Das Ende von der Mär vom Ende der Krise

Kennt man eigentlich bestens aus der New Economy: Ein Boom, Wachstum, eine Firma will ganz vorne mitspielen und kauft deshalb im grossen Stil Konkurrenten auf, hat sie noch nicht integriert, als der Markt zusammenbricht, versucht sich durch eine Kapitalerhöhung durch Aktienausgabe zu retten, kann die Papiere aber nicht unterbringen und hat da ein Problem, das aus einer 1,9 Milliarden Pfund schweren Kreditlinie besteht, und ein zweites, das sich auf einem Rückgang der Auftragseingänge von 60% gründet.

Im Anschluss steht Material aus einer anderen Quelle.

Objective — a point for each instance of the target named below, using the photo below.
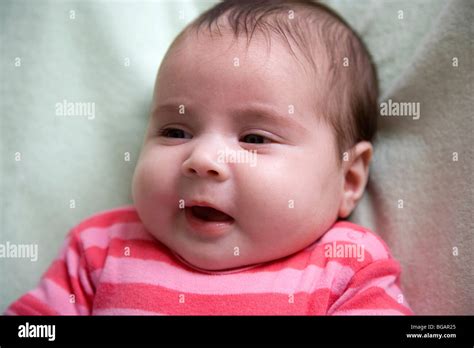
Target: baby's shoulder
(347, 242)
(98, 229)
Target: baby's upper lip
(203, 203)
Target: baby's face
(215, 106)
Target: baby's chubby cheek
(286, 207)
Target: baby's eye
(174, 133)
(255, 139)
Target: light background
(83, 60)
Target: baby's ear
(356, 174)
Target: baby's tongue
(210, 214)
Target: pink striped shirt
(110, 265)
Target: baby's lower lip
(204, 228)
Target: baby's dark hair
(346, 89)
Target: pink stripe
(385, 283)
(75, 270)
(100, 237)
(124, 311)
(379, 311)
(370, 242)
(10, 312)
(286, 281)
(57, 298)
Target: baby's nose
(204, 162)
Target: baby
(258, 147)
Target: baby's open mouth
(209, 214)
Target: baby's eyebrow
(260, 112)
(268, 114)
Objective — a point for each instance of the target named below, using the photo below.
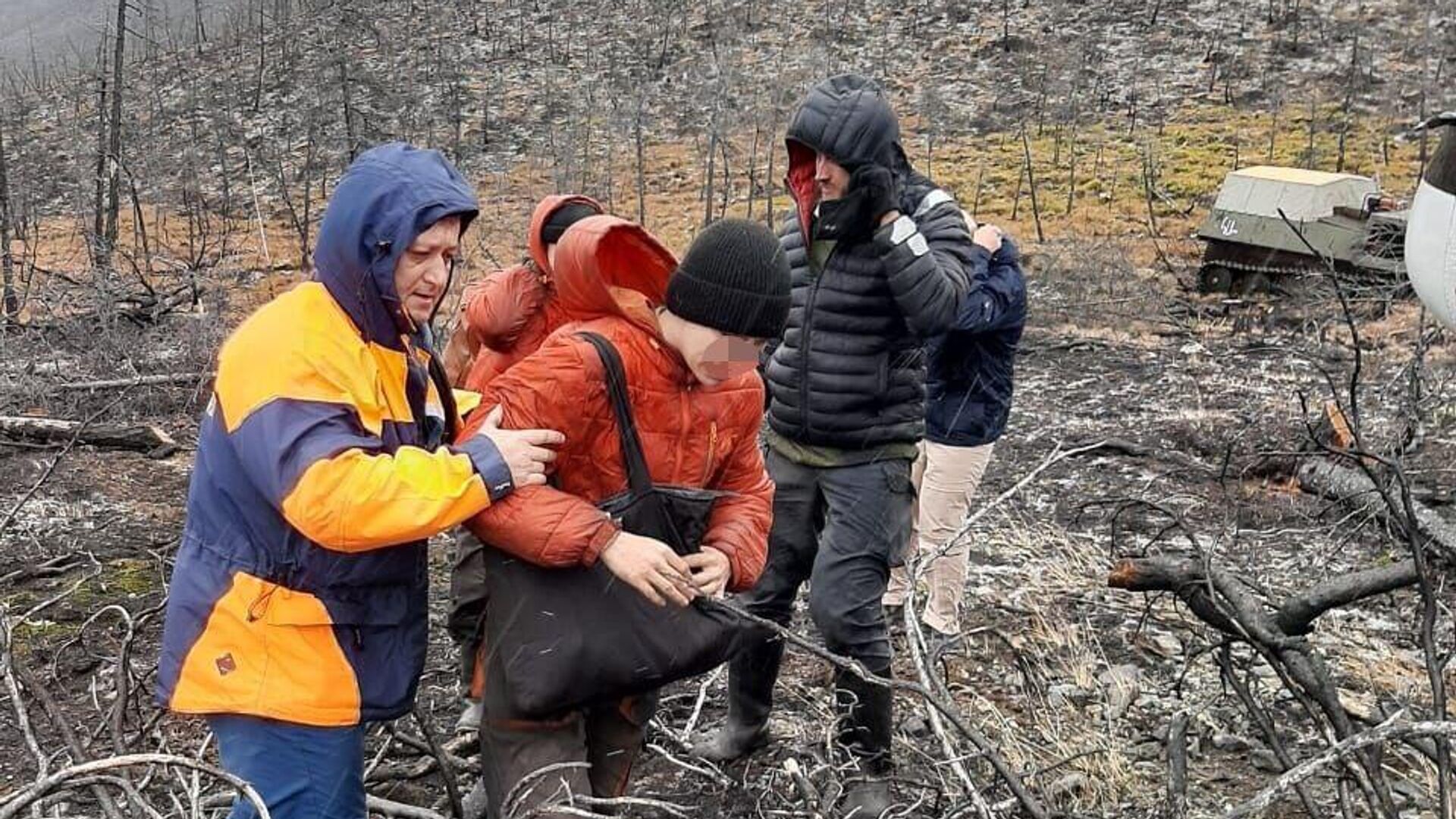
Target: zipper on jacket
(712, 447)
(816, 275)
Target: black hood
(848, 118)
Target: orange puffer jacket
(507, 315)
(692, 435)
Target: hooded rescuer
(329, 453)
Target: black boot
(750, 698)
(867, 716)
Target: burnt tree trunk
(9, 303)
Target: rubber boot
(750, 698)
(867, 716)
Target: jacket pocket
(382, 605)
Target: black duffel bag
(568, 637)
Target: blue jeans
(300, 771)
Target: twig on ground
(981, 741)
(52, 781)
(441, 758)
(1385, 732)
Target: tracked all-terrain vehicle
(1346, 218)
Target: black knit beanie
(564, 218)
(733, 279)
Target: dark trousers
(603, 741)
(468, 596)
(840, 529)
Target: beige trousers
(946, 480)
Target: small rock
(1164, 645)
(916, 726)
(1147, 751)
(1066, 695)
(1122, 687)
(1229, 742)
(1069, 786)
(1264, 760)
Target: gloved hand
(873, 193)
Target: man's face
(422, 270)
(830, 177)
(715, 356)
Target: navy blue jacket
(970, 368)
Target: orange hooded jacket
(509, 314)
(613, 275)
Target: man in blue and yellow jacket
(297, 607)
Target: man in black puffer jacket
(880, 260)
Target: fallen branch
(142, 438)
(811, 798)
(46, 784)
(1379, 735)
(400, 809)
(981, 741)
(1178, 765)
(140, 381)
(1340, 483)
(443, 760)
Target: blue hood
(388, 197)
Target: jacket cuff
(488, 464)
(599, 541)
(981, 257)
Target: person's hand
(526, 452)
(989, 237)
(880, 190)
(711, 572)
(873, 199)
(651, 567)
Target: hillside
(1150, 422)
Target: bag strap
(638, 477)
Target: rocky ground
(1149, 420)
(1074, 681)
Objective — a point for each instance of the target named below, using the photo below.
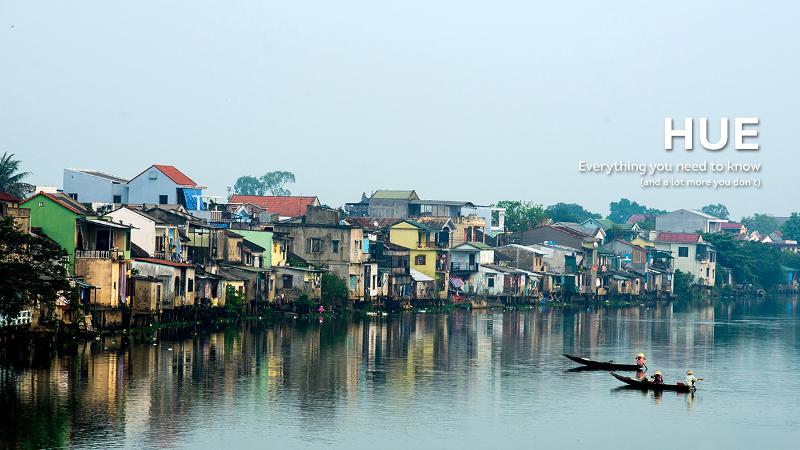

Und dann haben wir da noch eine Firma, die taglich, 365 Tage lang, je nach Dollarkurs etwas unter 20 Millionen Euro verbrennt. Über eine Million Dollar pro Stunde. Eine Firma, der innerhalb eines Monats ein gutes Viertel des Umsatzes weggebrochen ist. Und ich rede hier nicht über Kabel New Media und MCI WorldCom, sondern über einen Marktführer der britischen Bauunternehmen und den grössten Autohersteller der Welt.



Natürlich gibt es jetzt auch Durchhalteparolen und Meinungen vom Licht am Ende des Tunnels. Was noch fehlt, ist die Behauptung, erst wenn alle draussen seien, erst wenn sich jede Hoffnung verflüchtigt habe, könne es wieder aufwärts gehen - das sagte man 2002, als man eine "Next Economy" entdeckt haben wollte, und dann endgültig mit Neuer Wirtschaft und Nemax abstürzte. Heute ist das nicht mehr so einfach, Aktienbesitz ist in Deutschland sehr uncool geworden. Aktuell, würde ich meinen, stehen wir mit der globalen Krise dort, wo wir Ende 2000 mit der New Economy standen. Es ist vollkommen klar, dass nichts den Abwärtssog stoppen kann.



Wir können schon froh sein, wenn wir uns so lala abkoppeln können, in der Hoffnug, dass Europa (ohne England, Spanien, Irland, dazu noch Italien, Polen, Portugal, die Niederlande, Belgien, fairerweise auch Frankreich, Tschechien, eigentlich Gesamtosten plus Preussen plus Ruhrgebiet), oder besser das aus Hamburg, Frankfurt und Oberbayern bestehende, sichere Resteuropa nach dem Crash die verwertbaren Assets auf beiden Seiten des Atlantiks übernimmt und damit besser fährt als der Rest der auf Schwellenlandniveau zurückspekulierten Inflationshöllen former known as US of A.



Aber spassig ist was anderes. Die New Economy war lustig, weil der eigentliche Schaden, die falschen Investitionen in Idioten, für eine Weile eine Menge dummes Plebs in Arbeit brachte, das anderweitig als arbeitslose Rumhocker - siehe St. Oberholz - auch teuer gewesen wäre. Das war eine einzige Gummizelle, aber sie war klar begrenzt. Diesmal ist es anders, und es bleibt jedem selbst überlassen, wo er seine feuersicheren Wände gegen den Brand errichtet - ein Brand, über den ich nur weiss, dass man verdammt gute feuersichere Wände braucht.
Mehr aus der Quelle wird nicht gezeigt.